GM: Thanks to guilds and the Pathfinder's Society, adventurers are considered valuable members of society. And even murder-hobos serve a purpose - they keep money in the hands of pretty people.

Thanks to Harshal's Convincing Lie talent, his legal argument, and combined with the cheapness of Crispin's broadsheet, our opinion vis-a-vis opening up the interior of bridge for dungeoneering becomes a very popular opinion indeed.

Harshal: Now we just need to be in position to milk every cent out of it when the vote passes.

And since Magnimar has no town charter per se, there's no need to put out the dungeoneering plans out for public tender.

There's a bit of a scare the next day, when an article by Crispin's firebrand assistant reveals just how much the PCs stand to personally profit from the adventurer-farm. Fortunately for us, the article is mostly about how much the city stands to profit - it might even be enough to reduce tax rates. Ys sends her some flowers in thanks, and the circulation of the paper explodes.

Harshal: We've positioned ourselves to ride the crest of this wave to fame and fortune.
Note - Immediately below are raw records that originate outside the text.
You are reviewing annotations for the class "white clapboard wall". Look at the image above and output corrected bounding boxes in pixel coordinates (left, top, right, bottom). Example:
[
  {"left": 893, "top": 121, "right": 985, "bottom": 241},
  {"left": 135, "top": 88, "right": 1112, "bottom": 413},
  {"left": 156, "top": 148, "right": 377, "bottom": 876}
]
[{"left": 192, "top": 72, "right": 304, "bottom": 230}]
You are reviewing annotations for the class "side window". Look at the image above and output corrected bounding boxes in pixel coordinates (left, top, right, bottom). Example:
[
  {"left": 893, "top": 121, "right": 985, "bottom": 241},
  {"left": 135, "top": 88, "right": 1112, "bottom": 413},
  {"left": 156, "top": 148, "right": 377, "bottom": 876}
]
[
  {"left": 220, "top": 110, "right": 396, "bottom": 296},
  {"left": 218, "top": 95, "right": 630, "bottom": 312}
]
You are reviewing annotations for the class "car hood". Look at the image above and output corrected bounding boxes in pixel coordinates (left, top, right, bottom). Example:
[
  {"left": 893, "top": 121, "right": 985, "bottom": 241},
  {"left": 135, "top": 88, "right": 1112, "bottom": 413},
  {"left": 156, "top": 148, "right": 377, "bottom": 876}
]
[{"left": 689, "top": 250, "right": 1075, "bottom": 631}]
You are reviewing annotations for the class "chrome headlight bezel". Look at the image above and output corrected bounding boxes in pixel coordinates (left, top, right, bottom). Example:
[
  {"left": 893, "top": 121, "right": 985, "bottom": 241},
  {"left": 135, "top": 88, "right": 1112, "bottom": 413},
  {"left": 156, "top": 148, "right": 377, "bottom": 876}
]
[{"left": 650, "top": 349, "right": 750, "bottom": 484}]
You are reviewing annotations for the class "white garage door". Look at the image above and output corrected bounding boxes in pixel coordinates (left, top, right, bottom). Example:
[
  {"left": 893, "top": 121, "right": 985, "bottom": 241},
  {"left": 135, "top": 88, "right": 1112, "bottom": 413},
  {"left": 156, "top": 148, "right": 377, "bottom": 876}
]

Although mostly fortune, because we don't want the fame.
GM: Tough - she's going to make sure you're famous.
Harshal: Ah well.
GM: The subtext is that you are the champions of the people.
Ys: *cackles*
GM: Because you're not part of the entrenched nobility, etc.

Harshal: So, overwhelmingly in favour of the Adventurer Farm?
GM: Let's not call it the Adventure Farm. Unless you start offering Adventur-cations.

Since voting against the proposal is increasing political suicide, the no-crowd start insisting on precautions, and the city getting first dibs on any items the adventurers bring out, and waivers and security bonds.

Harshal: *grinning* Such as these forms I drafted earlier?
No-crowd: And the gangs of Underbridge will need to be quelled.
Gillert: I was going to offer them a 5% cut if they just wracked off.

Gillert: I'm trying to argue from the grey areas, OK?
Ys: You're not grey anymore, you're heading down into the pitchest black.
Harshal: Not really - Gillert is the person we hold up whenever anybody accuses us of being evil. If we were evil, would somebody like Gillert hang around with us?
GM: Mostly hanging around out of fear.